Linguists can trace semantic links between languages back to at least 6000 years ago. The lack of written remnants makes further investigation difficult, but we can grasp how our ancestors might have spoken to a reasonable degree by comparing similar words shared by languages within the same family. Modern English is an interesting case study as it is made up of a mix of European languages like Old German, Old French, Old Norse, Latin and Greek, with only a handful of Celtic words remaining as well. But all of these languages are considered to be a part of the same family, called Indo-European, which includes most European languages and even Persian and some South Asian languages, too. Even though we consider Germanic and Romance languages distinct, we can see how they are connected further back by observing the consonant shift with the letters ‘p’ and ‘f’, for example. Look at ‘father’ in German, ‘fader’, and the Spanish ‘padre’. Both can be reduced to the letters ‘adr’ with either a /f/ or /p/ sound at the beginning. Then English shifted the /d/ to a /th/ sound for Germanic words and a /t/ sound for the Latin ones, and now we use both ‘father’ and ‘paternal’. These patterns have been observed in many root words across Indo-European languages so that linguists have pieced together an earlier ‘Proto-Indo-European’ language they guess originated in the region north of the Black Sea and now connects the histories of people from Ireland to Bangladesh.

So how does this relate to ‘get’? Well, linguists believe the Proto-Indo-European word that started it all was ‘*ghed’, which meant ‘to seize/take’, and transformed into the Proto-Germanic ‘*getan’ and then Old Norse ‘geta’ (‘to reach/obtain/learn’) to settle as the humble ‘get’ we know today. However, in Old English ‘get’ was hardly ever alone: it was compounded in words like ‘beget’ and ‘forget’ and didn’t free itself until the dawn of Modern English. One could argue we’ve taken it back to its roots. Now the word takes us back to those Ukraine grasslands in our slang ‘geddit?’ or ‘geddoutta’ere!’. In casual spoken English ‘get’ springs to mind more often than its synonymous counterparts — it taps into a primordial sense of acquisition and ownership, of becoming, of assimilation.

‘Get’ is so heavy with meaning that it takes up whole pages in the Oxford Dictionary with all of its phrasal verb forms broadening the scope of meaning even still.
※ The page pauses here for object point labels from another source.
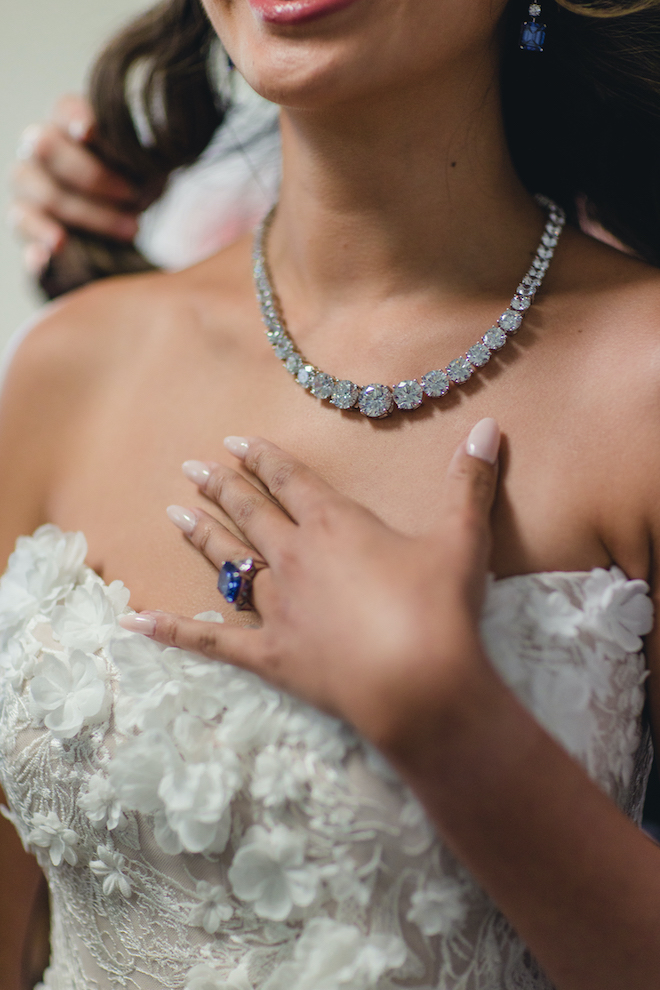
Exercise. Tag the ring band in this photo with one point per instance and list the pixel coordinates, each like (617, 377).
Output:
(235, 581)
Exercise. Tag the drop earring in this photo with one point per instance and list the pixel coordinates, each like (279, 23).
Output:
(532, 33)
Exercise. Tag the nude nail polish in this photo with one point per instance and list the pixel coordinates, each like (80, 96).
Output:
(183, 518)
(144, 624)
(238, 446)
(484, 440)
(196, 471)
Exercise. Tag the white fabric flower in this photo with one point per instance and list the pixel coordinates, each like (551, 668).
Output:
(67, 692)
(197, 797)
(110, 867)
(138, 767)
(214, 908)
(86, 619)
(617, 609)
(18, 660)
(270, 871)
(334, 956)
(438, 908)
(48, 832)
(101, 804)
(190, 800)
(204, 977)
(40, 570)
(280, 774)
(553, 613)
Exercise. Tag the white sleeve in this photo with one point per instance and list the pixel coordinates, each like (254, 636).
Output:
(224, 194)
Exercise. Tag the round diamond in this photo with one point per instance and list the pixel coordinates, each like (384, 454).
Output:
(322, 385)
(229, 582)
(494, 338)
(521, 303)
(408, 394)
(375, 401)
(305, 375)
(459, 370)
(293, 363)
(478, 355)
(283, 348)
(435, 384)
(344, 394)
(510, 320)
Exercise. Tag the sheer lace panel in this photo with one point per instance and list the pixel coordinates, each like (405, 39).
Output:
(203, 831)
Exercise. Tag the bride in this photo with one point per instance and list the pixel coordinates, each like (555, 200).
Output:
(201, 829)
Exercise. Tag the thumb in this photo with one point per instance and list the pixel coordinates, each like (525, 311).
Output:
(470, 491)
(74, 115)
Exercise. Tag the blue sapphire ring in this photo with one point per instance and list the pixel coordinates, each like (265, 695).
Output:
(235, 581)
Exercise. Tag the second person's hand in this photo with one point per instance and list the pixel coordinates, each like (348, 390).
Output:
(60, 183)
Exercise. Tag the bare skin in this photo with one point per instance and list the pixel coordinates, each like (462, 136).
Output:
(401, 235)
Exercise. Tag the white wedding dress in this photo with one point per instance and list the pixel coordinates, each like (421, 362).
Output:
(202, 831)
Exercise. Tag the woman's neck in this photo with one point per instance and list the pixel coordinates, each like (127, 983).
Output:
(411, 194)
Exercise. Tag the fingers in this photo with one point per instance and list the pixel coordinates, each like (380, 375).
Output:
(35, 187)
(295, 486)
(208, 535)
(264, 524)
(76, 167)
(74, 114)
(218, 641)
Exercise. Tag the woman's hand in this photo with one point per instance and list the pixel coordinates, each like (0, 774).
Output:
(357, 619)
(60, 183)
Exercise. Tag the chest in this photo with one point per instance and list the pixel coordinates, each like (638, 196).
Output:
(123, 468)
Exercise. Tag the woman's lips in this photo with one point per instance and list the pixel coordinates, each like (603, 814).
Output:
(296, 11)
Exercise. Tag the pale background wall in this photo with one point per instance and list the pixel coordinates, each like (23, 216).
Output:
(45, 49)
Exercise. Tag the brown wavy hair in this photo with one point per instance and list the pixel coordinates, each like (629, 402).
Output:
(582, 118)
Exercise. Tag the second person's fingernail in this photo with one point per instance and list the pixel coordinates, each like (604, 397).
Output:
(196, 471)
(238, 446)
(484, 440)
(183, 518)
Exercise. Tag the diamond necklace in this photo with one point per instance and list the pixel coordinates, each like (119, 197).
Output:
(377, 401)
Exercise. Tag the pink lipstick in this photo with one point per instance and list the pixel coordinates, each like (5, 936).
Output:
(296, 11)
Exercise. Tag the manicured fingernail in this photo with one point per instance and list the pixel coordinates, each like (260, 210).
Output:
(146, 624)
(484, 440)
(238, 446)
(196, 471)
(183, 518)
(79, 129)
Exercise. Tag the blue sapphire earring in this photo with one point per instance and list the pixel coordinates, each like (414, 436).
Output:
(532, 33)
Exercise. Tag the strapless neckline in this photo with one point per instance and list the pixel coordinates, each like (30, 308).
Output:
(201, 830)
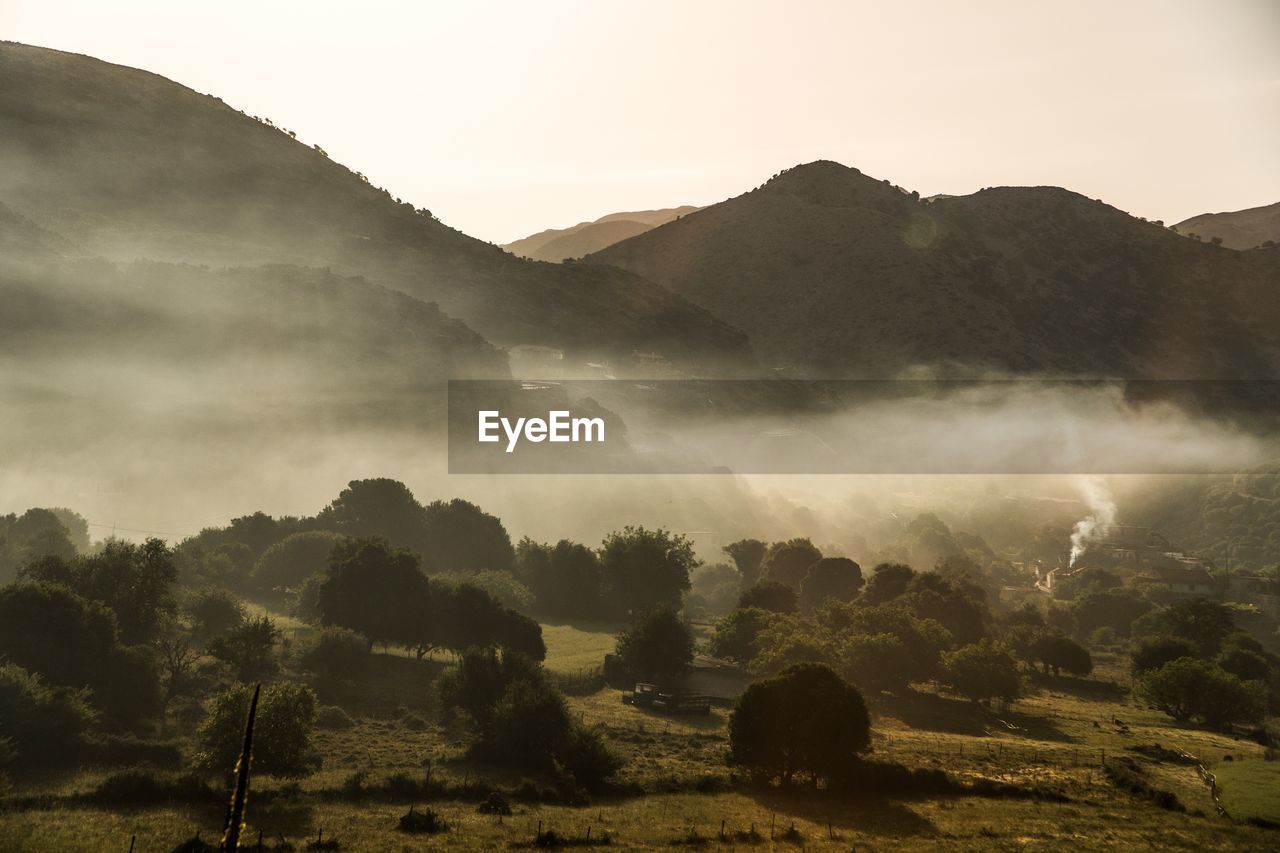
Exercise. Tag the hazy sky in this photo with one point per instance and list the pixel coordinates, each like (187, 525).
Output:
(504, 118)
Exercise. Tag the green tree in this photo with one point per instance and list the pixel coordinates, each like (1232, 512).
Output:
(737, 634)
(1056, 652)
(1153, 652)
(746, 555)
(213, 612)
(658, 647)
(45, 726)
(292, 560)
(769, 594)
(73, 642)
(135, 580)
(887, 582)
(248, 649)
(565, 579)
(787, 562)
(282, 731)
(645, 569)
(382, 509)
(803, 723)
(376, 591)
(1114, 609)
(876, 662)
(1202, 621)
(1189, 689)
(462, 537)
(981, 671)
(337, 657)
(837, 578)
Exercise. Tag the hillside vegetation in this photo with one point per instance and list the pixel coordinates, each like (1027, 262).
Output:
(128, 164)
(558, 243)
(1237, 229)
(833, 273)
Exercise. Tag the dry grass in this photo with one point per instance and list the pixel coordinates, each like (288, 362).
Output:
(1055, 738)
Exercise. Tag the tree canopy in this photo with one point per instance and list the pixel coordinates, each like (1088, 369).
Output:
(803, 723)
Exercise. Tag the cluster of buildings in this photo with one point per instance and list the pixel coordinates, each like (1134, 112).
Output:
(1146, 556)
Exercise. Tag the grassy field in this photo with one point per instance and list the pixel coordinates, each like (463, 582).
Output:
(1056, 738)
(1249, 789)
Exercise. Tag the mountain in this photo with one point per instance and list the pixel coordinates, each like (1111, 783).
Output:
(558, 243)
(128, 164)
(833, 273)
(265, 347)
(1239, 229)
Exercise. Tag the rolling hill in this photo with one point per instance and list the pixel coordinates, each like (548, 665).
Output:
(833, 273)
(127, 164)
(1238, 229)
(558, 243)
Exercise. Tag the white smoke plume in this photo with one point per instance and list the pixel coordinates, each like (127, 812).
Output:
(1102, 515)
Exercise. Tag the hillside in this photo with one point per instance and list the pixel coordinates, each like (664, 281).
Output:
(1238, 229)
(128, 164)
(835, 273)
(557, 243)
(179, 351)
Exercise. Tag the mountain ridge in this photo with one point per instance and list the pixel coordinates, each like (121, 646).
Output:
(129, 164)
(835, 273)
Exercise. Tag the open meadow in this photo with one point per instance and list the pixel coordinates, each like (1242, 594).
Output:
(676, 790)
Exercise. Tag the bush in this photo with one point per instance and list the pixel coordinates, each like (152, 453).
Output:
(1056, 652)
(214, 612)
(1189, 689)
(248, 649)
(141, 788)
(982, 671)
(288, 562)
(658, 647)
(423, 822)
(282, 733)
(115, 749)
(584, 753)
(804, 721)
(769, 594)
(737, 634)
(1152, 652)
(338, 656)
(330, 716)
(42, 725)
(501, 585)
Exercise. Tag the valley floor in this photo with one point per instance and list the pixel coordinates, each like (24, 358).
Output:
(1056, 738)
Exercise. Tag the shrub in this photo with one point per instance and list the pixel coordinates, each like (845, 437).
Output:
(292, 560)
(127, 749)
(248, 649)
(658, 647)
(837, 578)
(501, 585)
(338, 656)
(330, 716)
(769, 594)
(137, 788)
(982, 671)
(1189, 689)
(1056, 652)
(214, 612)
(42, 725)
(423, 822)
(1152, 652)
(737, 634)
(804, 721)
(282, 740)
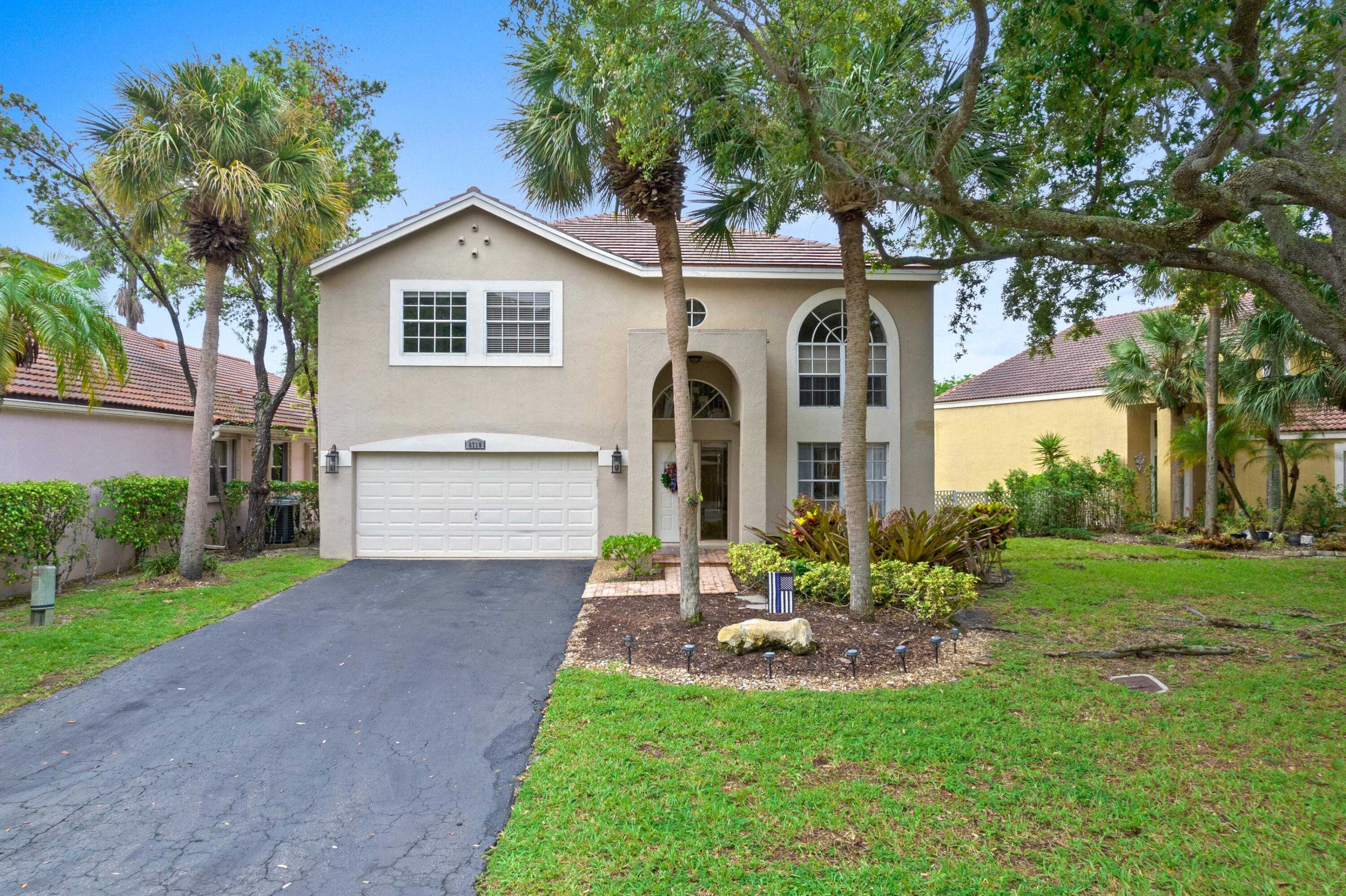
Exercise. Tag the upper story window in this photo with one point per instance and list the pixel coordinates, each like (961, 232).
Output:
(708, 403)
(476, 323)
(695, 313)
(519, 323)
(822, 356)
(434, 322)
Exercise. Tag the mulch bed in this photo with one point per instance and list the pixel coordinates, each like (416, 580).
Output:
(597, 644)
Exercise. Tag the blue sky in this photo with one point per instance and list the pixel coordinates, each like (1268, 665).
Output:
(447, 87)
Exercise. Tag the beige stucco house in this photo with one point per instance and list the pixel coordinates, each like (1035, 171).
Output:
(481, 366)
(986, 426)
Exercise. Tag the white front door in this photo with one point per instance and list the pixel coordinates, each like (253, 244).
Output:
(665, 501)
(476, 505)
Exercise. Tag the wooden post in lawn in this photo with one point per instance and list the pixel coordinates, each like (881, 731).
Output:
(42, 603)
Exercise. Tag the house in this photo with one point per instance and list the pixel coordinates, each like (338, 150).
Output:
(481, 368)
(143, 426)
(986, 426)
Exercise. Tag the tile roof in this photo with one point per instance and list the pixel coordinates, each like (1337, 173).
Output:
(1076, 365)
(155, 383)
(633, 240)
(1073, 365)
(1324, 418)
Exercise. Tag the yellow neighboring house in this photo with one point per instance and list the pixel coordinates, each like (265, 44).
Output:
(984, 427)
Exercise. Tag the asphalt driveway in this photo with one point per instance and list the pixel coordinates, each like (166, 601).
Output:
(357, 734)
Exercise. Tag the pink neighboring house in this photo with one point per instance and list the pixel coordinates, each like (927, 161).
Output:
(140, 427)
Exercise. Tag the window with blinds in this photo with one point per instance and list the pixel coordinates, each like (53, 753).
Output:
(519, 323)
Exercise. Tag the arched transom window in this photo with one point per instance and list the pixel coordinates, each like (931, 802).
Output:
(822, 358)
(707, 403)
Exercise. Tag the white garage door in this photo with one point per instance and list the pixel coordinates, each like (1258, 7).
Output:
(469, 505)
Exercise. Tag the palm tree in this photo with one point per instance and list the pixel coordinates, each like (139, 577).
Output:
(1050, 450)
(49, 309)
(1275, 369)
(1158, 366)
(214, 155)
(568, 151)
(1188, 448)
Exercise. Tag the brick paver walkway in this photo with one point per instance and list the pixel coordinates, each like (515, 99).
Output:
(715, 580)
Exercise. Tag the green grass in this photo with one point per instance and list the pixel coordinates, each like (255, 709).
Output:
(1033, 775)
(114, 622)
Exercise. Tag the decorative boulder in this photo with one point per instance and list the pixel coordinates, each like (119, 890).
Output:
(761, 634)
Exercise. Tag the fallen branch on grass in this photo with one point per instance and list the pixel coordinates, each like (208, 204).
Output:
(1149, 650)
(1223, 622)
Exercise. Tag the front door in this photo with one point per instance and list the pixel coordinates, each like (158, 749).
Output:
(665, 501)
(715, 490)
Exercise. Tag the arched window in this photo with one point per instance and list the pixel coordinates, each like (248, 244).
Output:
(695, 313)
(707, 403)
(822, 356)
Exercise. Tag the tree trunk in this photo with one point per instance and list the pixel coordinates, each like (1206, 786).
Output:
(1176, 502)
(1228, 471)
(1212, 413)
(193, 547)
(688, 486)
(855, 409)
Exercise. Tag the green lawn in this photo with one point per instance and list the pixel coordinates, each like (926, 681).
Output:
(1033, 775)
(112, 622)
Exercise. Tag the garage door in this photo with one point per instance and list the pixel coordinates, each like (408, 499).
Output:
(469, 505)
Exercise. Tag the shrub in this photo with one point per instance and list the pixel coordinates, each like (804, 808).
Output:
(307, 493)
(933, 594)
(951, 537)
(35, 517)
(1320, 508)
(750, 561)
(827, 582)
(633, 552)
(166, 563)
(147, 512)
(1073, 494)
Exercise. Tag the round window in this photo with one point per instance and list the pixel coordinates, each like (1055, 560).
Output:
(695, 313)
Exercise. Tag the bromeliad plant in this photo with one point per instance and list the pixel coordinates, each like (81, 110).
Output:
(951, 537)
(932, 594)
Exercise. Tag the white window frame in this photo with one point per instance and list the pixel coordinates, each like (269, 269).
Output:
(877, 486)
(839, 349)
(691, 311)
(476, 354)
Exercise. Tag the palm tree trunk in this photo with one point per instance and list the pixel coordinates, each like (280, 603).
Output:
(1176, 504)
(1228, 471)
(688, 494)
(1212, 413)
(855, 409)
(193, 545)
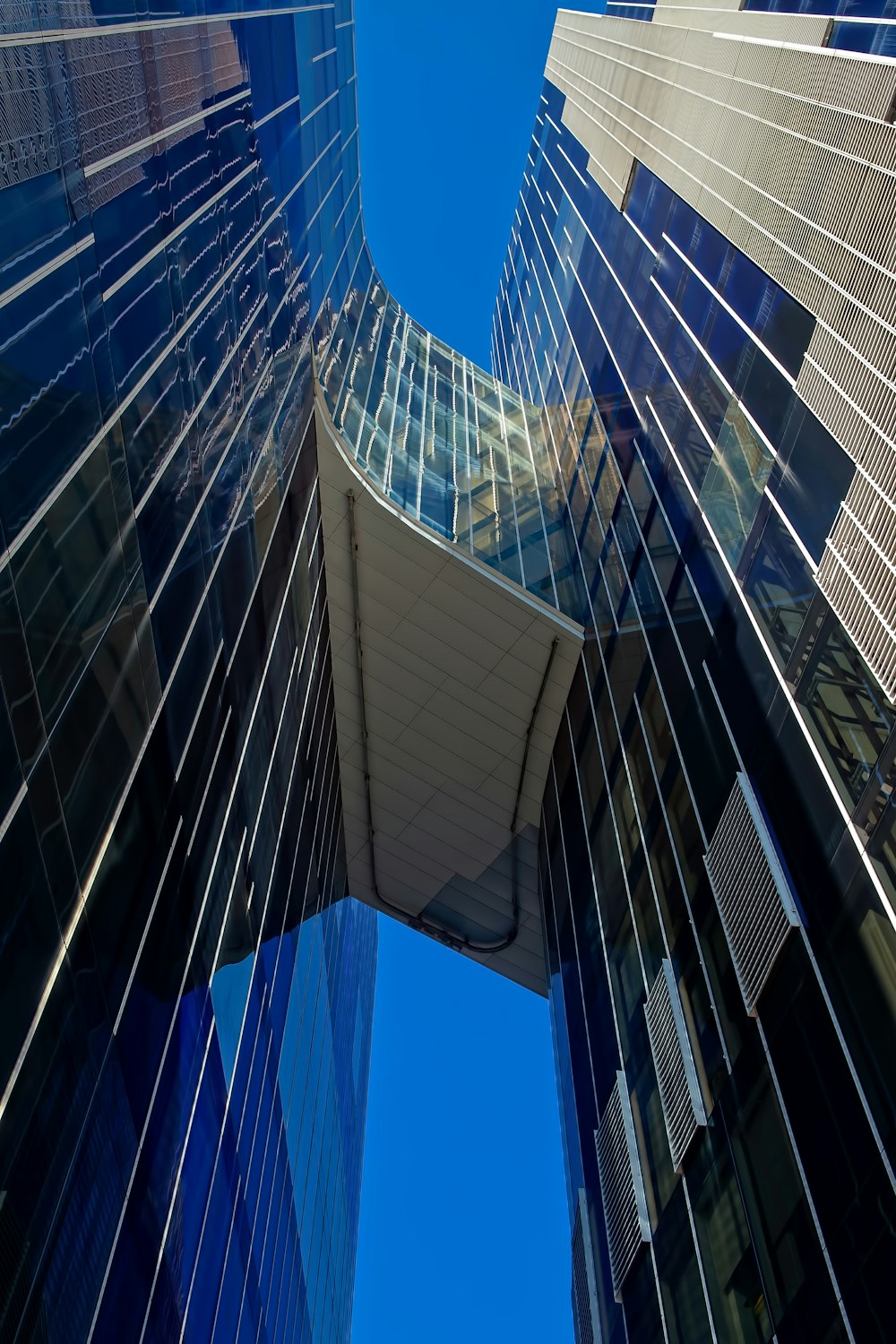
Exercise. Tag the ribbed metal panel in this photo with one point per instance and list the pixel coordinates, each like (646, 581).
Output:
(751, 890)
(584, 1289)
(788, 150)
(680, 1093)
(857, 575)
(625, 1206)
Imagine the frustration of an English language learner faced with get in, get off, get up, get down, get over, get under, get away, get with, get away with, get about, get ahead, get by, get back, get on, get on with, and get through. Not only do each of these verbs differ from the definitions of a solo ‘get’, but each has its own cluster of meanings. If a student of English uses any of these with accuracy it should be applauded. Neither French nor German are as flexible with a verb. Spanish and Portuguese speakers fling about ‘quedar’ and ‘ficar’ respectively in much the same way English does with ‘get’ — where there is no consistency of meaning — but as neither language uses phrasal verbs as English does, the verb ‘get’ doesn’t seem to have a rival, at least in the Indo-European family.

And we can’t talk about ‘get’ without mentioning the past participle ‘gotten’ which is almost absent from British and Australian English, but still common in North America (“…and I would have gotten away with it if it weren’t for you meddling kids.”) Conversely, most British English textbooks will teach ‘have got’ as well as just ‘have’ in regards to possession (eg “I’ve got a headache”), whereas that’s a construction unfavoured in American English, except in some dialects where they drop the ‘have’ and say “I got three pairs of shoes”. And in songs and conversation we all use the slang ‘gotta’ as the modal verb ‘have to’, as in: “It’s gotten dark and I’ve got an appointment in the morning, so I gotta get gone.”